The Zapad exercise, which rehearsed a conflict along Russia’s western borders, showed off a force that was marshaling itself “probably more quickly, more efficiently, with this underlying message that if you thought we were in decay, we’re not,” NATO’s Deputy Supreme Allied Commander Europe, British Gen. James Everard, said in an interview.
The exercise, whose active phase ended Wednesday, is an every-four-years effort that was held this month for the first time since Russia in 2014 annexed Crimea from Ukraine then sparked war in the eastern part of the country. Because Russia used exercises as cover ahead of both its operations in Ukraine and its 2008 invasion of Georgia, its neighbors were cautious this time as the Kremlin fired up its military machine.
Now Western allies are sifting through intelligence reports and starting the arduous work of assessing Russia’s military capability, which is deep into a reform that has translated the force from a neglected and struggling group into one that for two years has been able to project power into Syria, far from Russia’s borders.
Everard said that the first formal assessments would likely not be ready before the end of October. But he said that some of the basics of effective large-scale warfare — an ability to pick up and move large numbers of troops, and then command them effectively — were on clear display.
“You see a recognition in the Russian hierarchy that if you are going to have a foundation of military force behind your stratagem, and I think they do, then it needs to work,” he said.

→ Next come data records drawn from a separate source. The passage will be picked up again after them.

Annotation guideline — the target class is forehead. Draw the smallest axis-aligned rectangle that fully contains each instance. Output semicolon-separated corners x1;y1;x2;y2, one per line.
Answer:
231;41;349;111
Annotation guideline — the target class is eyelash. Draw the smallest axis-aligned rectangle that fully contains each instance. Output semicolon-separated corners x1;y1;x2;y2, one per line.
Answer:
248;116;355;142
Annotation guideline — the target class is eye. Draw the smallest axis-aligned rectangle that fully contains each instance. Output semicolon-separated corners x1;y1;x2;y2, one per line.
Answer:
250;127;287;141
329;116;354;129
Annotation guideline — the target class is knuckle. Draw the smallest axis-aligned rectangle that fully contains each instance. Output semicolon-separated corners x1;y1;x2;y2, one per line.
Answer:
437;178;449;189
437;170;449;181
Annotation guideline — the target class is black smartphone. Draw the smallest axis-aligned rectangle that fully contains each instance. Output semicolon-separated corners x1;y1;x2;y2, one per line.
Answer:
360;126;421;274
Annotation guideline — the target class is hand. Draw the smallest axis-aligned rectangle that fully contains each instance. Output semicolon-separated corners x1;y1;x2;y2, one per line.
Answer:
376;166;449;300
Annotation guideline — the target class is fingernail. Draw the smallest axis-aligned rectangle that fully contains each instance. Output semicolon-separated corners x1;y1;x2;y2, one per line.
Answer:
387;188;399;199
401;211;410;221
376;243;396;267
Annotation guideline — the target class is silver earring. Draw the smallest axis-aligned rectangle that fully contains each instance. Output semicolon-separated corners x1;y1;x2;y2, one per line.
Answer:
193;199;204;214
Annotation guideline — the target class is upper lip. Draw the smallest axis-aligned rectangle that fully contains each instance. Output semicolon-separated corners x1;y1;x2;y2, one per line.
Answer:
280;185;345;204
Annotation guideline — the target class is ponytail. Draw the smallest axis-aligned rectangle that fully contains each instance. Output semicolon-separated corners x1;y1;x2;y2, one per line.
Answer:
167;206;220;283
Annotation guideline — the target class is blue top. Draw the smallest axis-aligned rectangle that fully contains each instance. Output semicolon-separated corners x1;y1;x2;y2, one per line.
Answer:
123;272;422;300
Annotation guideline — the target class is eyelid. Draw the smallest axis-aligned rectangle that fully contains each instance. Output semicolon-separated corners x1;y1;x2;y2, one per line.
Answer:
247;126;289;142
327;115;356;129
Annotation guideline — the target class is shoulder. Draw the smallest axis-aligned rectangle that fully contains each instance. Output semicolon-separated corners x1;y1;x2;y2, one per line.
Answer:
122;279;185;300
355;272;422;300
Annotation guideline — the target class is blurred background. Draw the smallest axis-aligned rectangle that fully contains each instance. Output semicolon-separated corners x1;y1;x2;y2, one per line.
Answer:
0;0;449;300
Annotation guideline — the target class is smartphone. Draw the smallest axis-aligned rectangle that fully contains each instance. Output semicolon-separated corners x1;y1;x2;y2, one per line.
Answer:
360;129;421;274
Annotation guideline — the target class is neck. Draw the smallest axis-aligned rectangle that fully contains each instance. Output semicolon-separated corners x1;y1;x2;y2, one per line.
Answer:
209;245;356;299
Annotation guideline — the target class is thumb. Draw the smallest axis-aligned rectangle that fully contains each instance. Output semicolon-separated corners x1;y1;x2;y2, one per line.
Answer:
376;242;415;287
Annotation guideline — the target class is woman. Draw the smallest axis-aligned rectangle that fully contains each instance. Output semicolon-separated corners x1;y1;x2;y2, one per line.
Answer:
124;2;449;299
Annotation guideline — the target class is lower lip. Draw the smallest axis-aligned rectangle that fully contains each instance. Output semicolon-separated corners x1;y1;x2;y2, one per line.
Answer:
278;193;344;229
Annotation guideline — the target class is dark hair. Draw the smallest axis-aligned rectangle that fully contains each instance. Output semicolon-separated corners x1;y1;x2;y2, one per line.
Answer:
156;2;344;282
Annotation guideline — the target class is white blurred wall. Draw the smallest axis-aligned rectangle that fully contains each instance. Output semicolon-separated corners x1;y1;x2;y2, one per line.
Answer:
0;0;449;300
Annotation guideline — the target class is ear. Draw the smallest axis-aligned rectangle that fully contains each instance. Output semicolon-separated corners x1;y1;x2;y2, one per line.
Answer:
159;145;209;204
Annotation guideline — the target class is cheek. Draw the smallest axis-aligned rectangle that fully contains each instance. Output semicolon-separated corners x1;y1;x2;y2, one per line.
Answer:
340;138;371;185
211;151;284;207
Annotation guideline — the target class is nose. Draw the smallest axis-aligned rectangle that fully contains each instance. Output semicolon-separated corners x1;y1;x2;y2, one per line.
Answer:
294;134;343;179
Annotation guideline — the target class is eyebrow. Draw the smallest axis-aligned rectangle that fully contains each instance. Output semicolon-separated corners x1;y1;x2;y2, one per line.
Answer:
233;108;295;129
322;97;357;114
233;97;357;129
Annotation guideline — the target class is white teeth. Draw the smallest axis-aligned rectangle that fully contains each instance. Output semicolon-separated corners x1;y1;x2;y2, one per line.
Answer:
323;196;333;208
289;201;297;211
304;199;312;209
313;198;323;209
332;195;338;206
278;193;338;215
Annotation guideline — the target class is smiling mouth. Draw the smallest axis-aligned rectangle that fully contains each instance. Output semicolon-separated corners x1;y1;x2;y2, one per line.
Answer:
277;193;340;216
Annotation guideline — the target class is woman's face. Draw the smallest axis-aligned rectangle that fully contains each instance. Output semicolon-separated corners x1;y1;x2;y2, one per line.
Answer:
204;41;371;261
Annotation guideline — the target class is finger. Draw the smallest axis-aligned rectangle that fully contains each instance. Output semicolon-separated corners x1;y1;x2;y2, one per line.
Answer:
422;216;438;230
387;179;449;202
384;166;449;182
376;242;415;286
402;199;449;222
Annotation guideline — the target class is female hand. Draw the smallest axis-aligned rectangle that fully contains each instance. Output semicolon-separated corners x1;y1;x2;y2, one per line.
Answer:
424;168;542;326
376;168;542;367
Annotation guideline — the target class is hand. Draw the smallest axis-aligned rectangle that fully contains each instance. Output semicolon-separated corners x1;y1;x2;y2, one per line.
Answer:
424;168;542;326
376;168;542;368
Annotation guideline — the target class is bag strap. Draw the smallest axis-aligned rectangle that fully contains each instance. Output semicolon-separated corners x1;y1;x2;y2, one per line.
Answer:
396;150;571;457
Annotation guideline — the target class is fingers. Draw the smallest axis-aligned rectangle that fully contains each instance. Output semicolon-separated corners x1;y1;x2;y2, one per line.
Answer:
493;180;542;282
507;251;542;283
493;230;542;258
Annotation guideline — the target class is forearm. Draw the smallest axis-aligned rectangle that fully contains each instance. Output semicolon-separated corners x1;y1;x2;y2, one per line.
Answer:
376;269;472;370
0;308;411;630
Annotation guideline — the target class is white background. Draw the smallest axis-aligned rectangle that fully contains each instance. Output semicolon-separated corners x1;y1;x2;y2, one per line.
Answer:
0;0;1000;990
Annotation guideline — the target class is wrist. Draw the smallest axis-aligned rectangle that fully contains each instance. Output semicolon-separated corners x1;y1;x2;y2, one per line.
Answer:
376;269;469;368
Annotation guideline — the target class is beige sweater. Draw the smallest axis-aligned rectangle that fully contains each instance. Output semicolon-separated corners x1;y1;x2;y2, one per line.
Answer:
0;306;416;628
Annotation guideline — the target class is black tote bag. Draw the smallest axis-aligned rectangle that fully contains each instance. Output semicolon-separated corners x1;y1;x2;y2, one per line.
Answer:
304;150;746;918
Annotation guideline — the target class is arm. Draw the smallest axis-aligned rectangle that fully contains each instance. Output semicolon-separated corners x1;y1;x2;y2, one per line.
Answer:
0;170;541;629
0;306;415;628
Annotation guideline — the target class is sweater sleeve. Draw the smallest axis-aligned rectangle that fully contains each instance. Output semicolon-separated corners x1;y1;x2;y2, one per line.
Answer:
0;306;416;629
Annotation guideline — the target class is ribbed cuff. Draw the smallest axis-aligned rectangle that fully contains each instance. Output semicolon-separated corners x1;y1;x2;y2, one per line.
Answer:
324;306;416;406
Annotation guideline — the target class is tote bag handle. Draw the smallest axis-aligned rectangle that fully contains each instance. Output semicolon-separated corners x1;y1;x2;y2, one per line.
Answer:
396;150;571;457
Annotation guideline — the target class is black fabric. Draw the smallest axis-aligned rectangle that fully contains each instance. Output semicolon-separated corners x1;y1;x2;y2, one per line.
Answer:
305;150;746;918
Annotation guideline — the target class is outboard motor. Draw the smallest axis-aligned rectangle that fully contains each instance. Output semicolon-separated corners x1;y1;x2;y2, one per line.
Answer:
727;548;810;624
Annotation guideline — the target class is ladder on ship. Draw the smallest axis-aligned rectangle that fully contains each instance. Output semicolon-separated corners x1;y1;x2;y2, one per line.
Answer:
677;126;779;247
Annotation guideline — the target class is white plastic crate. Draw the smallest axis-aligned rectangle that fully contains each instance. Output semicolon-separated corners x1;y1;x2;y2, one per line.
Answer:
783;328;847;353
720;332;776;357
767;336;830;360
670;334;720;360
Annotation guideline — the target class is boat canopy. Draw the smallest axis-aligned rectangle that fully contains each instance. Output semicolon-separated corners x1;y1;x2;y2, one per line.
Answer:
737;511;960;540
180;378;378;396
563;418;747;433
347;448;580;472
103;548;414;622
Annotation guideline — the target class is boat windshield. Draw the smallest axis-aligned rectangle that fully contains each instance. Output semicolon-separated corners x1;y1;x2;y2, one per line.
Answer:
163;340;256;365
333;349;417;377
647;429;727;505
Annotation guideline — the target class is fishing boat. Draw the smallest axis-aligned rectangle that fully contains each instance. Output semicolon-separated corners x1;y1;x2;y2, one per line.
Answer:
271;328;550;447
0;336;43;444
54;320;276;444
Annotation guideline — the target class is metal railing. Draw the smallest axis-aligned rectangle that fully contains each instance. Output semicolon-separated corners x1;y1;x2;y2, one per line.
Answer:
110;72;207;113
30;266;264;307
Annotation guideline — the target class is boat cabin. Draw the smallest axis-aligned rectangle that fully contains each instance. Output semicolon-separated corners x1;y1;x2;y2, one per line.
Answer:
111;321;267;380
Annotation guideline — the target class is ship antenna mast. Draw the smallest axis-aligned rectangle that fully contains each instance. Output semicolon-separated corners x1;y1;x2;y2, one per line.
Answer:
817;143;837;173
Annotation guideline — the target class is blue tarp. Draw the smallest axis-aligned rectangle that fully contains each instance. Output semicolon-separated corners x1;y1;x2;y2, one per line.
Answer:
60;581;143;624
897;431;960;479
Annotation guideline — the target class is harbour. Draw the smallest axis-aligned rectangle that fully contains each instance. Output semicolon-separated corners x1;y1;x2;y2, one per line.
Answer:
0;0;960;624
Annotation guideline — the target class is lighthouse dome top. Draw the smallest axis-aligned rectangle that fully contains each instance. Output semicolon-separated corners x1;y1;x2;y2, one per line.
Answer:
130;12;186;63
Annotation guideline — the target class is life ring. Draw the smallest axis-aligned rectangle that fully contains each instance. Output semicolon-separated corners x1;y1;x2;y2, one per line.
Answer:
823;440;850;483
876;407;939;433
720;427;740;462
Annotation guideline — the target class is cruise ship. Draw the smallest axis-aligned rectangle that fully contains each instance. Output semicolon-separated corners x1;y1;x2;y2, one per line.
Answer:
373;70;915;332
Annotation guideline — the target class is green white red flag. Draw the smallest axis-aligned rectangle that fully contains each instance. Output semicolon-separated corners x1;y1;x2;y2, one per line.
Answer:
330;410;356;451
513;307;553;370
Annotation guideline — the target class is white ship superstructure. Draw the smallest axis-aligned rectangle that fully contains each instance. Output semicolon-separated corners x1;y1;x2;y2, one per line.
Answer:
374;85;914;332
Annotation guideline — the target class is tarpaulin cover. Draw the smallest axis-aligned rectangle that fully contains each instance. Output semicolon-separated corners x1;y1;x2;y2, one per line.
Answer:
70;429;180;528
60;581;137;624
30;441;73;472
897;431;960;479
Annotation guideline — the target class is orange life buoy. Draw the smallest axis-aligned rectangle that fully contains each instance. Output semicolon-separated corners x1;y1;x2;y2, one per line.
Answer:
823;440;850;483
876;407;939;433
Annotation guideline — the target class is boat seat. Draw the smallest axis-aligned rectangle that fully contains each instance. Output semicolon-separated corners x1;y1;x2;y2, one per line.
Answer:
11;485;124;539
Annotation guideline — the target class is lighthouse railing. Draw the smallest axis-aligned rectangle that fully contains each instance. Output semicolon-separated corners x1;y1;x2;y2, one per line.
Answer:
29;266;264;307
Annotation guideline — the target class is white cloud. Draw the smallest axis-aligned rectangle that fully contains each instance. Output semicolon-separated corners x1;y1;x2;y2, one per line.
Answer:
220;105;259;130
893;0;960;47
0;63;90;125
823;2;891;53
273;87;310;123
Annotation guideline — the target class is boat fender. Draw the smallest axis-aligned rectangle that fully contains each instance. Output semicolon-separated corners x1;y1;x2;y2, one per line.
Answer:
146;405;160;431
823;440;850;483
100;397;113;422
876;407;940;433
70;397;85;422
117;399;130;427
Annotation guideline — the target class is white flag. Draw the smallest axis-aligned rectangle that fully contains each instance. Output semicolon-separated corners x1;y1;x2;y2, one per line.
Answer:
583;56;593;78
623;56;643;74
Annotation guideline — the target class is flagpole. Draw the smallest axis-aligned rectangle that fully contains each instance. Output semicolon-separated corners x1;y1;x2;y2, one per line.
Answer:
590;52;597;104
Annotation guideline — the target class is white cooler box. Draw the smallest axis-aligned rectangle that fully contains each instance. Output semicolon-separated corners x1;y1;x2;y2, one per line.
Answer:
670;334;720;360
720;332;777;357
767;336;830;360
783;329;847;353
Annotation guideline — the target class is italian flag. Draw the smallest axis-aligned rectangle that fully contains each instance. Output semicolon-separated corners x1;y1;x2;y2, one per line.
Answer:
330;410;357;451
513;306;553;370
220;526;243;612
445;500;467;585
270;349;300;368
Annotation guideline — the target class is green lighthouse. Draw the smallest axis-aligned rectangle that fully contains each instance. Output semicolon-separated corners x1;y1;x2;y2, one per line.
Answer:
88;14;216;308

Military analysts also said the exercise was a chance for the Kremlin to shoot a message straight to the Pentagon and its allies that Russia has a formidable fighting force capable of mobilizing across its enormous territory — and it needs to be reckoned with.
But if the exercises showed off a Russian military that is much better trained and equipped than at any point since the Soviet collapse, the scenario of the exercises — an enemy from the West tries to overthrow the government in Moscow’s ally, Belarus, and is beaten back — also may reveal Russia’s greatest handicap.
Moscow says it is convinced it is under threat of assault by a hostile force in the West that is determined to bring its military to Russia’s borders. This, as President Vladimir Putin sees it, has already been done in the Baltics. He believes the United States and NATO were the instigators of street protests that forced Ukraine’s president to flee to Russia in 2014.
Viewed from that perspective, Zapad was intended to reinforce a point Putin made in December: That Russia is “stronger than any aggressor.”
“Russia is acting on a faulty threat assessment and seeks to fashion a military response to largely imaginary threats and challenges that are not military in nature,” said Vladimir Frolov, an independent foreign policy analyst based in Moscow. “It’s all about strategic messaging of coercion and compellence directed at the U.S. and NATO, to prevent things the West has no intention of doing or the capability to accomplish.”
NATO says it is a defensive alliance and creates no military threat to Russia. Many NATO officials disbelieve the Kremlin’s stated concerns, saying they are an excuse to practice for war against the West.